I went to a school that had next to no socializing outside of the academic day -- my school was a commuter school that packed up and disappeared on the weekends. Instead of entirely missing out on what I then believed to be the point of college, ie binge drinking and finger banging, I would hit up some nearby friends I went to high school with who attended a really good school that had a boisterous Greek scene. It was relatively small scene, popularly known to be around 500 of the 4500 students, but that didn't negate the indomitable urge to drink to complete excess several nights a week that seems to be present in almost every 18-22 year old.
I had this outsider's perspective on this group for about 3 years while I was visiting these friends. One frat I became somewhat close with and so I'd at least start my nights there, if not spend entire weekends with. I got to see this craziness, this reckless irresponsibility night after night, without having signed up for any of it. The roof/porch drinking, the ladder climbing, garden wall balancing act, the sticking-random-things-up-one's-ass, the questionable hooking up, the fights, the falls, all done while completely sauced, all this shit really does happen. And as someone who strives to be an aware and empathic and responsible person, all the while trying to have fun, it sometimes really rubbed me the wrong way, how everything was always so turned up to 11 out of 10 and no one gave a second thought.

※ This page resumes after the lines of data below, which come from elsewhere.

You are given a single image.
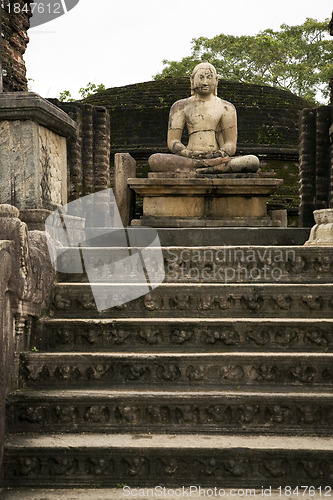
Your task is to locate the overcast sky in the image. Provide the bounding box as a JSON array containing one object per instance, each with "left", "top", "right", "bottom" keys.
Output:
[{"left": 25, "top": 0, "right": 333, "bottom": 97}]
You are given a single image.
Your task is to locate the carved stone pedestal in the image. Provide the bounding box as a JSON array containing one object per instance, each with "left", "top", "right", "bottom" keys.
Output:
[
  {"left": 0, "top": 92, "right": 76, "bottom": 223},
  {"left": 128, "top": 177, "right": 283, "bottom": 227}
]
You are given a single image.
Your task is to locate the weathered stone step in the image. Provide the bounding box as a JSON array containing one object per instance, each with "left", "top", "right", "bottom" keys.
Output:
[
  {"left": 51, "top": 283, "right": 333, "bottom": 319},
  {"left": 54, "top": 246, "right": 333, "bottom": 283},
  {"left": 31, "top": 317, "right": 333, "bottom": 352},
  {"left": 21, "top": 352, "right": 333, "bottom": 390},
  {"left": 1, "top": 485, "right": 324, "bottom": 500},
  {"left": 86, "top": 227, "right": 310, "bottom": 247},
  {"left": 4, "top": 434, "right": 333, "bottom": 488},
  {"left": 7, "top": 387, "right": 333, "bottom": 435}
]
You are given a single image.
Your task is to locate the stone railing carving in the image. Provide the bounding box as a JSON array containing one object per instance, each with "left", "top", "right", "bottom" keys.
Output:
[{"left": 0, "top": 205, "right": 54, "bottom": 488}]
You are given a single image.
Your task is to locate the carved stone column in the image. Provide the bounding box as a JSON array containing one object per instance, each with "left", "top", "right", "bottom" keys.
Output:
[{"left": 0, "top": 92, "right": 76, "bottom": 228}]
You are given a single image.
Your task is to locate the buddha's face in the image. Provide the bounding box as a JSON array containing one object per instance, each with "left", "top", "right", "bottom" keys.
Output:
[{"left": 193, "top": 68, "right": 217, "bottom": 96}]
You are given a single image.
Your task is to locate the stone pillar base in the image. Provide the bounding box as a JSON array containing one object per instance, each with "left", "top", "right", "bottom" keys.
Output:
[
  {"left": 128, "top": 177, "right": 283, "bottom": 227},
  {"left": 0, "top": 92, "right": 76, "bottom": 210}
]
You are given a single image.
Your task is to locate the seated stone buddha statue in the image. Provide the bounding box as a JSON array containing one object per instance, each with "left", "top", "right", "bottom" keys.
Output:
[{"left": 148, "top": 62, "right": 259, "bottom": 176}]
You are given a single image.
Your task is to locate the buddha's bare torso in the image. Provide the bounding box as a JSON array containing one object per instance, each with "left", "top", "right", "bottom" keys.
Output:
[
  {"left": 148, "top": 63, "right": 259, "bottom": 174},
  {"left": 168, "top": 95, "right": 237, "bottom": 154}
]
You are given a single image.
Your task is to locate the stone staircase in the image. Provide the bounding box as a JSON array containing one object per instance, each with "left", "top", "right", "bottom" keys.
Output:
[{"left": 5, "top": 228, "right": 333, "bottom": 492}]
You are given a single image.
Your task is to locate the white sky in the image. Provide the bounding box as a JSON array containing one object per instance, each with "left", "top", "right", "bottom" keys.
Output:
[{"left": 25, "top": 0, "right": 333, "bottom": 97}]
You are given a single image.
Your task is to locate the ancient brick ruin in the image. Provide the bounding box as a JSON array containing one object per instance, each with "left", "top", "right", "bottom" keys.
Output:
[{"left": 2, "top": 0, "right": 31, "bottom": 92}]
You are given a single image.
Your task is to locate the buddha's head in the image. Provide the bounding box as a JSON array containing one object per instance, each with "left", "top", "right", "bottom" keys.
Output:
[{"left": 190, "top": 61, "right": 218, "bottom": 95}]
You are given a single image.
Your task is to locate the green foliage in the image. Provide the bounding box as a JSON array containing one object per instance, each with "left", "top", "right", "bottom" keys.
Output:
[
  {"left": 154, "top": 18, "right": 333, "bottom": 102},
  {"left": 58, "top": 82, "right": 105, "bottom": 102}
]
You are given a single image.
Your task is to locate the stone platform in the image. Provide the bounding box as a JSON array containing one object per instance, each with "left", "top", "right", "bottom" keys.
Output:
[{"left": 128, "top": 177, "right": 283, "bottom": 227}]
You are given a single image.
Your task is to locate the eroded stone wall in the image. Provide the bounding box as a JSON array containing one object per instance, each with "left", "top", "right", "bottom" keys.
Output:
[
  {"left": 2, "top": 0, "right": 31, "bottom": 92},
  {"left": 50, "top": 99, "right": 110, "bottom": 201},
  {"left": 299, "top": 106, "right": 333, "bottom": 227}
]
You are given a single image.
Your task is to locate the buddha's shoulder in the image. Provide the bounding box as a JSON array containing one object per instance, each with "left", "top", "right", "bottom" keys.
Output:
[
  {"left": 215, "top": 97, "right": 236, "bottom": 113},
  {"left": 170, "top": 96, "right": 193, "bottom": 112}
]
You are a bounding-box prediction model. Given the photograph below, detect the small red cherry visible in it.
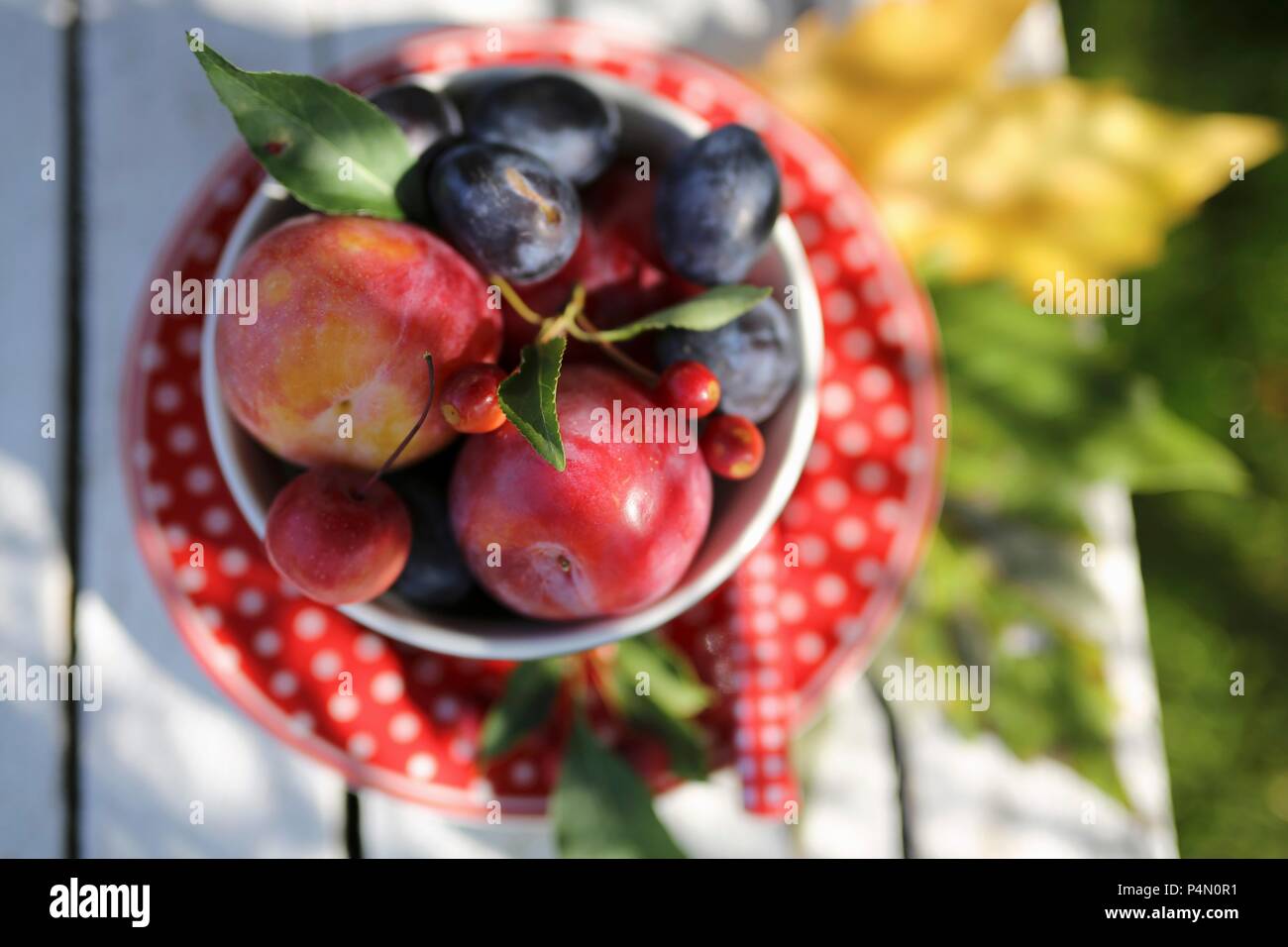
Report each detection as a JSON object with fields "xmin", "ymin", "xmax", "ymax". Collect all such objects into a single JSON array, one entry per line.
[
  {"xmin": 656, "ymin": 362, "xmax": 720, "ymax": 417},
  {"xmin": 265, "ymin": 353, "xmax": 434, "ymax": 605},
  {"xmin": 439, "ymin": 362, "xmax": 507, "ymax": 434},
  {"xmin": 700, "ymin": 415, "xmax": 765, "ymax": 480}
]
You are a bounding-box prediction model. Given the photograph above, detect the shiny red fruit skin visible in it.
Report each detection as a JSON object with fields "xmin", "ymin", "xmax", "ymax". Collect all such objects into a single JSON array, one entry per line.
[
  {"xmin": 654, "ymin": 362, "xmax": 720, "ymax": 417},
  {"xmin": 450, "ymin": 365, "xmax": 711, "ymax": 620},
  {"xmin": 702, "ymin": 415, "xmax": 765, "ymax": 480},
  {"xmin": 265, "ymin": 467, "xmax": 411, "ymax": 605},
  {"xmin": 441, "ymin": 362, "xmax": 507, "ymax": 434}
]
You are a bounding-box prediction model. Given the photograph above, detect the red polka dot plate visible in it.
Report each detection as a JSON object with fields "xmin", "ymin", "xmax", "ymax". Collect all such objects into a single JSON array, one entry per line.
[{"xmin": 124, "ymin": 22, "xmax": 943, "ymax": 817}]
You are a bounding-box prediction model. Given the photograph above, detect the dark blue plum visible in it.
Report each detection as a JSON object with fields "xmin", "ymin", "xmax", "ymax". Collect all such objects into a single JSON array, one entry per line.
[
  {"xmin": 369, "ymin": 82, "xmax": 464, "ymax": 155},
  {"xmin": 390, "ymin": 473, "xmax": 474, "ymax": 608},
  {"xmin": 467, "ymin": 74, "xmax": 622, "ymax": 185},
  {"xmin": 429, "ymin": 142, "xmax": 581, "ymax": 283},
  {"xmin": 657, "ymin": 125, "xmax": 781, "ymax": 286},
  {"xmin": 654, "ymin": 299, "xmax": 799, "ymax": 423}
]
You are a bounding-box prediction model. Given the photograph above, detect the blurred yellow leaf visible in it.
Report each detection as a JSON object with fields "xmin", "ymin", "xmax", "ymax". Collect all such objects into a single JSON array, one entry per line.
[
  {"xmin": 755, "ymin": 0, "xmax": 1029, "ymax": 171},
  {"xmin": 757, "ymin": 0, "xmax": 1282, "ymax": 294}
]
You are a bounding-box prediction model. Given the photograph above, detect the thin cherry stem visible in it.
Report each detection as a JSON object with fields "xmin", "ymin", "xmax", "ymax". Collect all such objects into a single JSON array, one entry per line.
[{"xmin": 357, "ymin": 352, "xmax": 434, "ymax": 500}]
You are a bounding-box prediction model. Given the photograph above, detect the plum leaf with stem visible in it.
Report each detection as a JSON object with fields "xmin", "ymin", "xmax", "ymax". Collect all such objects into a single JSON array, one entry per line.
[
  {"xmin": 185, "ymin": 38, "xmax": 416, "ymax": 220},
  {"xmin": 497, "ymin": 335, "xmax": 568, "ymax": 471}
]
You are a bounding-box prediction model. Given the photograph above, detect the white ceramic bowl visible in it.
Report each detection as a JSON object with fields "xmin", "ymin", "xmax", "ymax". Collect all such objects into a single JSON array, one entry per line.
[{"xmin": 201, "ymin": 67, "xmax": 823, "ymax": 661}]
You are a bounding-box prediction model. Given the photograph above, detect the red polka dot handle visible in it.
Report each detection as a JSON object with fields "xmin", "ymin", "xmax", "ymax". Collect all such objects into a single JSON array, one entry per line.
[{"xmin": 124, "ymin": 23, "xmax": 943, "ymax": 817}]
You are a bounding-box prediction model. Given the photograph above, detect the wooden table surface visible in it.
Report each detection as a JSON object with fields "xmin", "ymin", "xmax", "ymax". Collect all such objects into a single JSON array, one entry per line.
[{"xmin": 0, "ymin": 0, "xmax": 1176, "ymax": 857}]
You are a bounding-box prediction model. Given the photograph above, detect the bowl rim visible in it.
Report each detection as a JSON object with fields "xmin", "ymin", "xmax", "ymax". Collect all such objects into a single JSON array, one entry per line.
[{"xmin": 201, "ymin": 63, "xmax": 823, "ymax": 661}]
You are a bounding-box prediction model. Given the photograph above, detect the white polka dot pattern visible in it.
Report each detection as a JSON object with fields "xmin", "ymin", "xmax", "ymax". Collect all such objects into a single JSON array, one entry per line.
[{"xmin": 125, "ymin": 23, "xmax": 941, "ymax": 815}]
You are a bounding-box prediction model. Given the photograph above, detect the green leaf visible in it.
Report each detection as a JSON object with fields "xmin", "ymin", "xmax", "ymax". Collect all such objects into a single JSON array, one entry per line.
[
  {"xmin": 627, "ymin": 697, "xmax": 711, "ymax": 781},
  {"xmin": 613, "ymin": 635, "xmax": 711, "ymax": 720},
  {"xmin": 608, "ymin": 635, "xmax": 711, "ymax": 780},
  {"xmin": 189, "ymin": 36, "xmax": 416, "ymax": 220},
  {"xmin": 480, "ymin": 659, "xmax": 563, "ymax": 759},
  {"xmin": 597, "ymin": 286, "xmax": 770, "ymax": 342},
  {"xmin": 497, "ymin": 336, "xmax": 568, "ymax": 471},
  {"xmin": 873, "ymin": 523, "xmax": 1126, "ymax": 801},
  {"xmin": 550, "ymin": 714, "xmax": 684, "ymax": 858}
]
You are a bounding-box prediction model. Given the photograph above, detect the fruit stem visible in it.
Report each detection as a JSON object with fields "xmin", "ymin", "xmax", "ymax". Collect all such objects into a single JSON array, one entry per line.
[
  {"xmin": 356, "ymin": 352, "xmax": 434, "ymax": 500},
  {"xmin": 488, "ymin": 273, "xmax": 546, "ymax": 326},
  {"xmin": 568, "ymin": 313, "xmax": 658, "ymax": 388},
  {"xmin": 488, "ymin": 273, "xmax": 658, "ymax": 386},
  {"xmin": 537, "ymin": 283, "xmax": 587, "ymax": 344}
]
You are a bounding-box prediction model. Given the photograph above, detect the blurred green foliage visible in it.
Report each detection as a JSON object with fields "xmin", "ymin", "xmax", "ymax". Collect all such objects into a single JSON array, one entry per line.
[
  {"xmin": 1063, "ymin": 0, "xmax": 1288, "ymax": 857},
  {"xmin": 890, "ymin": 0, "xmax": 1288, "ymax": 857}
]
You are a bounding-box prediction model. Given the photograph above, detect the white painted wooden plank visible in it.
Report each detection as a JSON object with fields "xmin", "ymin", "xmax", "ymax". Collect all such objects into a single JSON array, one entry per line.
[
  {"xmin": 800, "ymin": 674, "xmax": 903, "ymax": 858},
  {"xmin": 1083, "ymin": 483, "xmax": 1177, "ymax": 858},
  {"xmin": 0, "ymin": 4, "xmax": 69, "ymax": 858},
  {"xmin": 77, "ymin": 3, "xmax": 344, "ymax": 856}
]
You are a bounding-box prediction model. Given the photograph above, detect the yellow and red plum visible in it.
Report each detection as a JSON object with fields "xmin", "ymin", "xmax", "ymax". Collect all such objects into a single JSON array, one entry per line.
[{"xmin": 215, "ymin": 214, "xmax": 502, "ymax": 471}]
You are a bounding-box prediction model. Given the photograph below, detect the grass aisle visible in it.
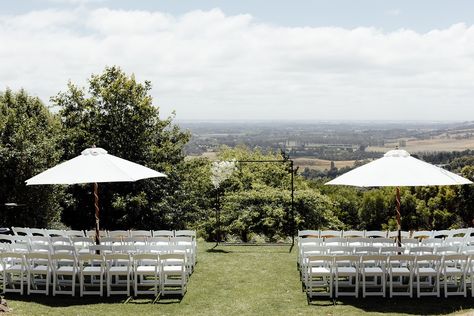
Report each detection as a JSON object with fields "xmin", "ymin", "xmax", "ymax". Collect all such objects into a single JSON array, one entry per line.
[{"xmin": 6, "ymin": 243, "xmax": 474, "ymax": 316}]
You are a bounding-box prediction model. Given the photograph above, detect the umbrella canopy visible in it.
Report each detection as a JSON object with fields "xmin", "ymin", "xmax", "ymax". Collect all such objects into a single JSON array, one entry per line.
[
  {"xmin": 26, "ymin": 148, "xmax": 166, "ymax": 185},
  {"xmin": 326, "ymin": 149, "xmax": 472, "ymax": 245},
  {"xmin": 26, "ymin": 147, "xmax": 166, "ymax": 244},
  {"xmin": 326, "ymin": 149, "xmax": 472, "ymax": 187}
]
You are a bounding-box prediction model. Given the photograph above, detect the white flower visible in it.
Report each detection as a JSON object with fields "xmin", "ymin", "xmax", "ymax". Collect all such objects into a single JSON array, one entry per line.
[{"xmin": 211, "ymin": 159, "xmax": 237, "ymax": 189}]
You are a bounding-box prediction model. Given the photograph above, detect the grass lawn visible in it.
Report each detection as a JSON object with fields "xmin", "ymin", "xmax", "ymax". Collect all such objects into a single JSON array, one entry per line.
[{"xmin": 5, "ymin": 243, "xmax": 474, "ymax": 316}]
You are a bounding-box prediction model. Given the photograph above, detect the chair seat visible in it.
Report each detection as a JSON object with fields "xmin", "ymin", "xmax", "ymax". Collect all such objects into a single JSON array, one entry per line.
[
  {"xmin": 417, "ymin": 268, "xmax": 438, "ymax": 275},
  {"xmin": 137, "ymin": 266, "xmax": 156, "ymax": 272},
  {"xmin": 310, "ymin": 267, "xmax": 331, "ymax": 275},
  {"xmin": 56, "ymin": 266, "xmax": 75, "ymax": 275},
  {"xmin": 336, "ymin": 267, "xmax": 357, "ymax": 275},
  {"xmin": 392, "ymin": 267, "xmax": 411, "ymax": 275},
  {"xmin": 108, "ymin": 266, "xmax": 129, "ymax": 274},
  {"xmin": 363, "ymin": 267, "xmax": 383, "ymax": 275},
  {"xmin": 30, "ymin": 266, "xmax": 49, "ymax": 273},
  {"xmin": 82, "ymin": 267, "xmax": 102, "ymax": 274}
]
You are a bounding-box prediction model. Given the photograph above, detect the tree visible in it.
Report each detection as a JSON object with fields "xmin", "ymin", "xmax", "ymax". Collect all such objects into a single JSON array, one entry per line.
[
  {"xmin": 51, "ymin": 66, "xmax": 189, "ymax": 229},
  {"xmin": 0, "ymin": 90, "xmax": 64, "ymax": 227}
]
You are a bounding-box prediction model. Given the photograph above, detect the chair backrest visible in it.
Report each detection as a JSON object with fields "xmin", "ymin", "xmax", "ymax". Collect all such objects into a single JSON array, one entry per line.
[
  {"xmin": 30, "ymin": 244, "xmax": 52, "ymax": 253},
  {"xmin": 328, "ymin": 246, "xmax": 354, "ymax": 255},
  {"xmin": 444, "ymin": 237, "xmax": 466, "ymax": 246},
  {"xmin": 408, "ymin": 246, "xmax": 434, "ymax": 255},
  {"xmin": 411, "ymin": 230, "xmax": 435, "ymax": 239},
  {"xmin": 86, "ymin": 230, "xmax": 107, "ymax": 238},
  {"xmin": 387, "ymin": 230, "xmax": 410, "ymax": 238},
  {"xmin": 360, "ymin": 254, "xmax": 388, "ymax": 270},
  {"xmin": 324, "ymin": 237, "xmax": 347, "ymax": 246},
  {"xmin": 174, "ymin": 229, "xmax": 196, "ymax": 238},
  {"xmin": 432, "ymin": 229, "xmax": 450, "ymax": 238},
  {"xmin": 415, "ymin": 254, "xmax": 442, "ymax": 269},
  {"xmin": 372, "ymin": 237, "xmax": 396, "ymax": 247},
  {"xmin": 435, "ymin": 246, "xmax": 460, "ymax": 255},
  {"xmin": 342, "ymin": 230, "xmax": 365, "ymax": 238},
  {"xmin": 107, "ymin": 230, "xmax": 130, "ymax": 237},
  {"xmin": 146, "ymin": 236, "xmax": 171, "ymax": 246},
  {"xmin": 420, "ymin": 238, "xmax": 444, "ymax": 247},
  {"xmin": 130, "ymin": 230, "xmax": 152, "ymax": 237},
  {"xmin": 46, "ymin": 229, "xmax": 66, "ymax": 237},
  {"xmin": 319, "ymin": 230, "xmax": 342, "ymax": 238},
  {"xmin": 365, "ymin": 230, "xmax": 388, "ymax": 238},
  {"xmin": 53, "ymin": 245, "xmax": 76, "ymax": 255},
  {"xmin": 64, "ymin": 230, "xmax": 85, "ymax": 237},
  {"xmin": 25, "ymin": 252, "xmax": 51, "ymax": 268},
  {"xmin": 89, "ymin": 245, "xmax": 113, "ymax": 254},
  {"xmin": 153, "ymin": 230, "xmax": 174, "ymax": 237},
  {"xmin": 77, "ymin": 253, "xmax": 105, "ymax": 270},
  {"xmin": 334, "ymin": 255, "xmax": 360, "ymax": 267},
  {"xmin": 354, "ymin": 246, "xmax": 380, "ymax": 255},
  {"xmin": 30, "ymin": 228, "xmax": 48, "ymax": 237},
  {"xmin": 50, "ymin": 236, "xmax": 71, "ymax": 246},
  {"xmin": 387, "ymin": 255, "xmax": 415, "ymax": 267},
  {"xmin": 30, "ymin": 236, "xmax": 51, "ymax": 245},
  {"xmin": 113, "ymin": 245, "xmax": 137, "ymax": 254},
  {"xmin": 402, "ymin": 238, "xmax": 420, "ymax": 248},
  {"xmin": 298, "ymin": 230, "xmax": 319, "ymax": 237},
  {"xmin": 12, "ymin": 226, "xmax": 32, "ymax": 236},
  {"xmin": 51, "ymin": 253, "xmax": 77, "ymax": 270},
  {"xmin": 100, "ymin": 237, "xmax": 122, "ymax": 246},
  {"xmin": 380, "ymin": 246, "xmax": 405, "ymax": 255}
]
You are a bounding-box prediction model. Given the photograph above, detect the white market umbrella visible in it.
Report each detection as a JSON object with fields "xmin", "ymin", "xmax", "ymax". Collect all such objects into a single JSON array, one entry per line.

I had and still have some of the thoughts beautifully articulated in the article, and many conversations with friends about how unsustainable all this behavior is, but ultimately we're only in control of ourselves, we can't control any of these other people or the political and cultural landscape that makes these things happen, so let's LOL and join the fun until we graduate.
This article does more than articulate some of our rambles and thoughts, but does a good job of revealing some of the powers at play and creating a sense of alarm about all this. An alarm that I think any reasonable parent or donor who read this could get behind. And it's hilarious at times, sharp at others. This article describes a problem, a growing problem, that doesn't seem like it will ever spontaneously just go away.